Kentucky is blessed with a staggering number of beautiful caverns, but I wonder how many people take the time to visit them? Furthermore, even among well-seasoned amateur spelunking enthusiasts, I wonder how many have been to some of these lesser known historic subterranean treasures? There are scores more, even more obscure than these, but these are some examples that pique my arbitrary interest for your perusal:
1. Russell’s Cave - Everyone in Lexington’s heard of Russell Cave Road, of course, but did you ever stop to ponder the existence of the actual cave that is its namesake? It’s located approximately seven miles to the north of Lexington, on the grounds of the former Mount Brilliant Mansion which is now demolished. The cave itself isn’t exactly a joy to spelunk through – its passages are filled with standing water and mud – but it’s the rich history of the place that makes it exciting to me. (The cave is on Mount Brilliant Farm and is no longer open to the public.)
Named after Revolutionary War hero Col. William Russell,, it was most famously the location of a bloody fight between abolitionist Cassius M. Clay and Samuel M. Brown. Clay, as the story is told, was heckling and disrupting a political rally when an offended Brown struck him from behind and then fired a shot at him point blank. The bullet, it’s said, amazingly struck the blade of the Bowie knife in Clay’s shirt pocket. sparing his life and giving him time to rebound and overttake the stunned Brown. Clay killed Brown and tossed his body in the waters of the cave entrance.
Additionally, Transylvania University’s Constantine Rafinesque surveyed the area and reported finding a Native American burial mound nearby, indicating that Russell’s Cave was of some sacred significance to ancient dwellers of this land.
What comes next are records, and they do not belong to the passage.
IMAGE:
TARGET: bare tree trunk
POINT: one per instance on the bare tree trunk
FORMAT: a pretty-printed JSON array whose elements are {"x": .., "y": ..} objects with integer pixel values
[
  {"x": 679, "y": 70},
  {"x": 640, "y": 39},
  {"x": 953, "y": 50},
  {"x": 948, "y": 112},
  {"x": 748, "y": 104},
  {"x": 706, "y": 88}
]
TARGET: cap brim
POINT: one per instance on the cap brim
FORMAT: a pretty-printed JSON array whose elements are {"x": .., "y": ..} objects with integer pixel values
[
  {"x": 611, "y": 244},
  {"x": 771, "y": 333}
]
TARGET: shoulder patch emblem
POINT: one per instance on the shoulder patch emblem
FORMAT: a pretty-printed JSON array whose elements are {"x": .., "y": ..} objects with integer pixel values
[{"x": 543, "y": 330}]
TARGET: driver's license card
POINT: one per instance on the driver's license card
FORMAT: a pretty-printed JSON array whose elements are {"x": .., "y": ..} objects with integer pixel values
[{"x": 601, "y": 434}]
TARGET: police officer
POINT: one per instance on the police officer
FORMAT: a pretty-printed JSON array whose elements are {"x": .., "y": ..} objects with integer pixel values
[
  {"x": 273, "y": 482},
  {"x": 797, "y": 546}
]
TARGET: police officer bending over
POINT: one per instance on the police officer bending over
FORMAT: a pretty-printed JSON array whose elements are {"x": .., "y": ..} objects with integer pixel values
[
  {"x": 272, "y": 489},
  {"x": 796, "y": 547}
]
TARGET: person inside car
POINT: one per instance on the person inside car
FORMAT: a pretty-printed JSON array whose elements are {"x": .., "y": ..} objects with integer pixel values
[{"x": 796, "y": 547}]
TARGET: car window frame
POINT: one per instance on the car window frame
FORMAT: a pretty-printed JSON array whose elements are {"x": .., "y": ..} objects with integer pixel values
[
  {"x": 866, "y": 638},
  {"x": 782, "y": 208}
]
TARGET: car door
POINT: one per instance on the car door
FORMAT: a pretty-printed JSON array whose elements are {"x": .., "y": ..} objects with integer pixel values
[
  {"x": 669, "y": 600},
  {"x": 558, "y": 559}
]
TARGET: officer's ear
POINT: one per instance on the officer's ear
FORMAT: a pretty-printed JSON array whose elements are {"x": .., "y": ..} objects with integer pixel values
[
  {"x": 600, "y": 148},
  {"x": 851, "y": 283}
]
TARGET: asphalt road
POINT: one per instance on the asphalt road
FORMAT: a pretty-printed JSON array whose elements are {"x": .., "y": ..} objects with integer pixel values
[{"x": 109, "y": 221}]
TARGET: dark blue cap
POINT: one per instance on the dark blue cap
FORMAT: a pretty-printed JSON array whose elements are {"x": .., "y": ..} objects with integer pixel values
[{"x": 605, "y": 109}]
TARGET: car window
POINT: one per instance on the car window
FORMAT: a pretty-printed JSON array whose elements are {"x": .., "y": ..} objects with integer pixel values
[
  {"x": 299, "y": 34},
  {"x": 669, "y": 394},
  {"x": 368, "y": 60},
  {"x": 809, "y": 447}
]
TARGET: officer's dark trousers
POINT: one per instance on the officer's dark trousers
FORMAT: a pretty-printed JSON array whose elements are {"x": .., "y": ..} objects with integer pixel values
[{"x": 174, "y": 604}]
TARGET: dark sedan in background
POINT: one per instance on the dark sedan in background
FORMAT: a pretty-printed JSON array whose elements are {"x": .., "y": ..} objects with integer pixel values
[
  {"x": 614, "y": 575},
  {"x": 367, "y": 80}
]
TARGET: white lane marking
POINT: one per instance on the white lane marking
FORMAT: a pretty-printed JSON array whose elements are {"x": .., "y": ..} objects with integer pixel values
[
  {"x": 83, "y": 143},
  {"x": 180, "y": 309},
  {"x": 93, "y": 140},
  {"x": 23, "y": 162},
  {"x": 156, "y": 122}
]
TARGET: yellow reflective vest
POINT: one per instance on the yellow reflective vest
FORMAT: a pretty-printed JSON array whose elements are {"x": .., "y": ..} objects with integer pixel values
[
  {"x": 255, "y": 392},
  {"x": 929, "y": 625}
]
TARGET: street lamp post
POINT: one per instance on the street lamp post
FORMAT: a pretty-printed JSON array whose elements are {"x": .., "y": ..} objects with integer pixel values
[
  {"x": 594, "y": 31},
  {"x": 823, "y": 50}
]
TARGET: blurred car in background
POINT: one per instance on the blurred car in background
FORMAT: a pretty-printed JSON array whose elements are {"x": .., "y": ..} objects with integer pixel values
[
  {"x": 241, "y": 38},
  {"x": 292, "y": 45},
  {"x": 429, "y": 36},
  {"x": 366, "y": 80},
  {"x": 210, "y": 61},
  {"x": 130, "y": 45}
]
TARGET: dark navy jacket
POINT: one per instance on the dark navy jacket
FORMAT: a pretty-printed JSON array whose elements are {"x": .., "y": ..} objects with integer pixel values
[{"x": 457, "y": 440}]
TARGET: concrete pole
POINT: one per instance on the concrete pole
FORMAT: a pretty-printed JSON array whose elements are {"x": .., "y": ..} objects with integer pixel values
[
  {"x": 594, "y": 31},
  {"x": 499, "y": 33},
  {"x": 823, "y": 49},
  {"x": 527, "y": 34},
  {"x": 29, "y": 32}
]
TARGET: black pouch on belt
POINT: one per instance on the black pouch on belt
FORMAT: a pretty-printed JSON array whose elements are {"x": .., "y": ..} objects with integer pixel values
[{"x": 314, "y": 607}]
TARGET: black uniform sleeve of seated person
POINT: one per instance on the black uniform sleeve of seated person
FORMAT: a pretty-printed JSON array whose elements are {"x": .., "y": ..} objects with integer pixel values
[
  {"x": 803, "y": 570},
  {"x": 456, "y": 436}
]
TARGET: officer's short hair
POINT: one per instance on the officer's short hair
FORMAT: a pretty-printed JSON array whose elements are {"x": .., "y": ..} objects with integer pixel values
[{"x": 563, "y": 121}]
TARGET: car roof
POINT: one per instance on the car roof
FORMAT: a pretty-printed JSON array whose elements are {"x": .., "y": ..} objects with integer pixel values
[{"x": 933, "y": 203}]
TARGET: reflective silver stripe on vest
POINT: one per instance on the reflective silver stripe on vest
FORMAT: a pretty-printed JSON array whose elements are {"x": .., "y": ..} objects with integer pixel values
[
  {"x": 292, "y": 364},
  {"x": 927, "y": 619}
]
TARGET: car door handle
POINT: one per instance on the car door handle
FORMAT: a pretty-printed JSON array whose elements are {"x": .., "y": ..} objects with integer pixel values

2. Eleven Jones Cave. Not far from the corner of Eastern Parkway and Poplar Level Road in Louisville, you’ll find the mysterious Eleven Jones Cave. However, you probably won’t want to visit it. The cave has very high levels of carbon dioxide which become immediately pronounced just inside the entrance. Within minutes of entering the cave you’re in danger of passing out from oxygen deprivation, and ulimately, poisoning and death. The last major scientific survey of Eleven Jones Cave, in 1967, was conducted using oxygen tanks to breathe.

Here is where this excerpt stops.